Кто-то разбудил ее. Она сама не знала, отчего проснулась среди ночи. В доме было пусто и тихо. Никто не мог явиться к ней в такое время, но ощущение того, что кто-то прикоснулся к ней, было явным.
Она встала, накинула пеньюар с лентами, больше похожий на торжественное платье, и заметила, что клетка с канарейками пуста. Птицы куда-то делись, будто их переловила кошка, которой, надо признать, в доме не было. Зато на их место в пустую клетку кто-то положил свежесрезанные розы. Корделия заметила кровь на лепестках и ощутила тихое благоухание.
Как этот жест похож на ухаживание возлюбленного! Сердце встрепенулось, как птица. Мог ли Донатьен вернуться к ней посреди ночи? И если да, то почему он не остался в ее спальне?
Корделия заметила, что большое зеркало на стене разбито. От него осталась только пустая рама в человеческий рост. Осколки устилали пол под ее ногами. Кажется, на них алела кровь. Похоже, кто-то разбил стекло прямо рукой. И он был в ярости. Все зеркало разлетелось вплоть до мелких частиц.

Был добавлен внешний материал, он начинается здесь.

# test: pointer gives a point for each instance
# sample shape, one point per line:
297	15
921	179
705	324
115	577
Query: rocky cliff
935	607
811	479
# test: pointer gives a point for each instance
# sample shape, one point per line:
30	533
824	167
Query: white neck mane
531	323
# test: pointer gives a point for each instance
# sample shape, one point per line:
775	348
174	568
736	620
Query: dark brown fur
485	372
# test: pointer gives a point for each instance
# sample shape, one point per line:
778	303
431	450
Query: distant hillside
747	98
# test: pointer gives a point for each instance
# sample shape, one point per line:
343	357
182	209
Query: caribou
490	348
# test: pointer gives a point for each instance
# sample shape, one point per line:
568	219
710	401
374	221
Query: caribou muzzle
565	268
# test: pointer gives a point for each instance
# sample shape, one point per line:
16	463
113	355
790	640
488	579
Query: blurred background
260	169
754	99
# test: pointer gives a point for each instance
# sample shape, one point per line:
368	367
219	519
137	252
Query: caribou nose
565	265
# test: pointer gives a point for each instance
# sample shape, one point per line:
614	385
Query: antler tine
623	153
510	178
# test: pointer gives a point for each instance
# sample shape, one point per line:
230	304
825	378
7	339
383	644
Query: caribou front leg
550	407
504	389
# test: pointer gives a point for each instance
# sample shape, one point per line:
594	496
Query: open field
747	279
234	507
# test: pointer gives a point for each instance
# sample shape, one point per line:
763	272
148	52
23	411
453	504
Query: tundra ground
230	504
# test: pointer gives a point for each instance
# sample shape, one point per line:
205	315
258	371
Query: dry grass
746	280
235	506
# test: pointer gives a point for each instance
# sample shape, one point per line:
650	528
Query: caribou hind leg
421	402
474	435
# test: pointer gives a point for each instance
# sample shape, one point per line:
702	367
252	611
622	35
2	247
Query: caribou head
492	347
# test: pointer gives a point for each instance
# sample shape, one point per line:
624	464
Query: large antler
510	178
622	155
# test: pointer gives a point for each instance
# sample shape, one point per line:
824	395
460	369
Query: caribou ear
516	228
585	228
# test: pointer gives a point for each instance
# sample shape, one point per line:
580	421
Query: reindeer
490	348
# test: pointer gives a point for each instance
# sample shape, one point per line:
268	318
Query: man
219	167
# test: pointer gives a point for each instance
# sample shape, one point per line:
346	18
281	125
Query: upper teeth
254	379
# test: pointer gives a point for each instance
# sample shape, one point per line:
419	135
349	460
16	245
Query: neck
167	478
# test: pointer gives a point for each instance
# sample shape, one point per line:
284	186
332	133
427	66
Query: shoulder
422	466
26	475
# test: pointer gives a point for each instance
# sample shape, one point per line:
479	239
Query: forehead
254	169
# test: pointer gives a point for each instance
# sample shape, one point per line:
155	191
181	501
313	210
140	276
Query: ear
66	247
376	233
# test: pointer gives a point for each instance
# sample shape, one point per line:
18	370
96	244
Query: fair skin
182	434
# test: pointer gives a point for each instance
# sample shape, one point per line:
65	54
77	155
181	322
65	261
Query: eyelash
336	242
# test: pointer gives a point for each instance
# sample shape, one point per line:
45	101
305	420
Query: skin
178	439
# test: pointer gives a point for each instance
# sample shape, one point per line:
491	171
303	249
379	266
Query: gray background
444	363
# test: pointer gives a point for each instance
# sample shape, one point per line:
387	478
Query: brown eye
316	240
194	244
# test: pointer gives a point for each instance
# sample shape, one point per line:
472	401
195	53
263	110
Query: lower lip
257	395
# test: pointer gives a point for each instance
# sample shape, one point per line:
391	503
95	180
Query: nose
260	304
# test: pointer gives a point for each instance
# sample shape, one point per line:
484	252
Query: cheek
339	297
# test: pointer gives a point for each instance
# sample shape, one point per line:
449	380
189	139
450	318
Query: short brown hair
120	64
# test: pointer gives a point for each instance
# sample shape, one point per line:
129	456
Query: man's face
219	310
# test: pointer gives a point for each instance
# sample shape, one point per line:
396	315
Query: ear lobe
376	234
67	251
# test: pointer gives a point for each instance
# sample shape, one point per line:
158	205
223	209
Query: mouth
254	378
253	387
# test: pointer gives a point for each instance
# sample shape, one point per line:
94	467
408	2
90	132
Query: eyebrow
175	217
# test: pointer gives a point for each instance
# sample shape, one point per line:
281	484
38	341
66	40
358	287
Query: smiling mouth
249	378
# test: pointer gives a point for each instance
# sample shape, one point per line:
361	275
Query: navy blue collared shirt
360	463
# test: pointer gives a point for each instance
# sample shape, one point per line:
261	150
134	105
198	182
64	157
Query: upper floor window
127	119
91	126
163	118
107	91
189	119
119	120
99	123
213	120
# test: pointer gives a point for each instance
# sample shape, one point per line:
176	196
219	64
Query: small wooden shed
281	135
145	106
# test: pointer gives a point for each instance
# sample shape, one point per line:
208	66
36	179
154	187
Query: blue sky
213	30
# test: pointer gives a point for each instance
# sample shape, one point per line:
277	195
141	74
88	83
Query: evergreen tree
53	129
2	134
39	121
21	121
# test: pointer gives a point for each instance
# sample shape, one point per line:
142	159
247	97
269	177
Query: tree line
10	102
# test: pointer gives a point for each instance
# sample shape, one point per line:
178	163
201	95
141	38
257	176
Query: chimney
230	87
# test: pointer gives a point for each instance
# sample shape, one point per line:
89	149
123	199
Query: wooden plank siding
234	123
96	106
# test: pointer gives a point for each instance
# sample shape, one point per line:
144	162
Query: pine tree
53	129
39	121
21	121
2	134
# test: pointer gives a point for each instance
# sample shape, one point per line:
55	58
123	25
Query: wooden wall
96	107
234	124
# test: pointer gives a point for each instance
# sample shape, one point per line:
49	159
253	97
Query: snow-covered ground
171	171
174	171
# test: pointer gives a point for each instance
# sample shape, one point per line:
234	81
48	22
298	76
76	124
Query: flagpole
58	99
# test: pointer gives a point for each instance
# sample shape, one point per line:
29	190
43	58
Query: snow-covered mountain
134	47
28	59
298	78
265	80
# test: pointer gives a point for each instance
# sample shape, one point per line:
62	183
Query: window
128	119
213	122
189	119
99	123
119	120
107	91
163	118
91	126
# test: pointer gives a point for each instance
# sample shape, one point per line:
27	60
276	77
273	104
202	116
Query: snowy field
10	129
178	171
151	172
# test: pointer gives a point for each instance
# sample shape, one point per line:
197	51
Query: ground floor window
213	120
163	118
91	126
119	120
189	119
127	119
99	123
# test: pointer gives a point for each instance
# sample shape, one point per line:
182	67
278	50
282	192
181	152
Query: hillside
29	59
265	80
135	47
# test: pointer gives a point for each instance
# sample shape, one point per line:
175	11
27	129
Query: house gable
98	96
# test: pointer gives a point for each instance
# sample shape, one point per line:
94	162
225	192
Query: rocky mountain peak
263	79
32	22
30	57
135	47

Мог ли в дом проникнуть грабитель? Вряд ли. Корделия тотчас отмела эту догадку. Ее слишком хорошо охраняли. Донатьен нанял отличных лакеев и повара, который при его мощном телосложении легко мог выступать в роли телохранителя, когда не занимался приготовлением деликатесов. Если бы в дом проник непрошеный гость, его бы тут же выставили с побоями и дубинками. Ей нечего опасаться. И все равно она ощутила тревогу. Кругом царила тишина, как в могиле, и это было подозрительно. Ни пения канареек, ни тиканья часов, как будто жизнь вокруг остановилась. Сонное царство или мертвое царство – как ей теперь называть свой дом?
Корделия спустилась из спальни. Лестница с витыми перилами и ажурными балясинами выводила прямо в обеденный зал. Самый большой зал из нижних помещений. Камин в нем тоже был таким большим, что в нем легко можно спалить человека. Кто-то развел в нем едва заметное пламя. Оно чуть потрескивало, и отлетали искры. Одна упала прямо к ногам Корделии на мраморную ступень и опалила подол пеньюара.
– Реквием!
Это было сказано о треске пламени или о чем-то еще? Корделия подняла взгляд. Угли в зеве камина тлели мерным оранжевым свечением. Скоро они погаснут, но ощущение того, что в камине недавно что-то сожгли, останется. Ей показалось, что она уловила запах горелой плоти.
За длинным дубовым столом кто-то сидел. Его фигура смотрелась бы очень одиноко в таком большом пространстве, если бы он не напоминал сгорбившегося исполина. Корделия разглядывала его украдкой. Рваный плащ, треуголка, потертые сапоги с пряжками, колет, перевязь – все бросалось в глаза прежде, чем спрятанные в тени лицо и руки. Все же блики камина иногда падали на них. Как же сильно и безобразно он был искалечен. Скудный свет придавал его увечьям нечто дьявольское. И все же Корделия не попятилась назад, а сделала пару осторожных шагов вперед. К нему.
– Я видела, как вас казнили вчера, – тихо произнесла она. – Я это видела!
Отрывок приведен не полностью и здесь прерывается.